32(1)This paragraph applies if, but for this Part of this Act, an amount would have been carried forward to an accounting period of an insurance company under section 76(12) or (13) of ICTA (expenses of insurance companies).U.K.
(2)The amount is to be treated for the purposes of step 5 of section 76 as an expense from a previous accounting period carried forward as a result of section 73 to the accounting period of the company beginning on 1 January 2013.
33(1)This paragraph applies if, but for this Part of this Act, any amount of expenses would, as a result of section 86(8) and (9) of FA 1989 (relief for fraction of acquisition expenses for earlier accounting periods), have been relieved in an accounting period of an insurance company beginning on or after 1 January 2013.U.K.

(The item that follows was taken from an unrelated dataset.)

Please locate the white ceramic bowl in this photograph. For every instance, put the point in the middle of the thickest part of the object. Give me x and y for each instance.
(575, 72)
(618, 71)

(2)Relief is to continue to be given for the expenses in question as follows—
(a)the amount of the relief for each accounting period is to be determined in accordance with section 86(8) and (9) of FA 1989 (despite their repeal by this Part of this Act), and
(b)the relief is to be given by treating the amount of the expenses as deemed BLAGAB management expenses for the accounting periods in question for the purposes of section 76.
(3)But relief is not to be given as a result of sub-paragraph (2) for any expenses for any accounting period (“the period concerned”) if the expenses are reversed in the period concerned or any preceding accounting period.
34(1)This paragraph applies if—U.K.
(a)an insurance company carries on basic life assurance and general annuity business in an accounting period beginning on or after 1 January 2013, and
(b)the company has a BLAGAB trade loss for the accounting period.
(2)For the purposes of section 37(6) of CTA 2010 (as applied by section 123) the company is to be treated as carrying on that business in a previous accounting period if the company carried on life assurance business in that period.
35(1)This paragraph applies in relation to assets of an insurance company carrying on life assurance business which were assets of the shareholder fund of the company for the period of account ending immediately before 1 January 2013.U.K.
(2)Those assets are, in relation to times on or after that date, to be regarded for the purposes of this Part as assets forming part of the long-term business fixed capital of the company (whether or not they would otherwise be so regarded).
(3)An asset is an “asset of the shareholder fund of an insurance company for the period of account ending immediately before 1 January 2013” if it is shown in any of lines 11 to 102 of Form 13 in the company's periodical return ending immediately before that date in respect of assets other than those of its long-term business.
(4)But an asset is not to be regarded as an asset of the shareholder fund for that period of account if for any accounting period ending before 1 January 2013—
(a)income arising from the asset was, or chargeable gains or allowable losses accruing on any part disposal of the asset for the purposes of TCGA 1992 were, taken into account for the purposes of the charge to corporation tax on the I minus E basis, or
(b)income arising from the asset was taken into account in calculating the profits of the company in respect of its life assurance business in accordance with the provisions applicable for the purposes of the taxation of such profits under section 35 of CTA 2009 (charge on trade profits).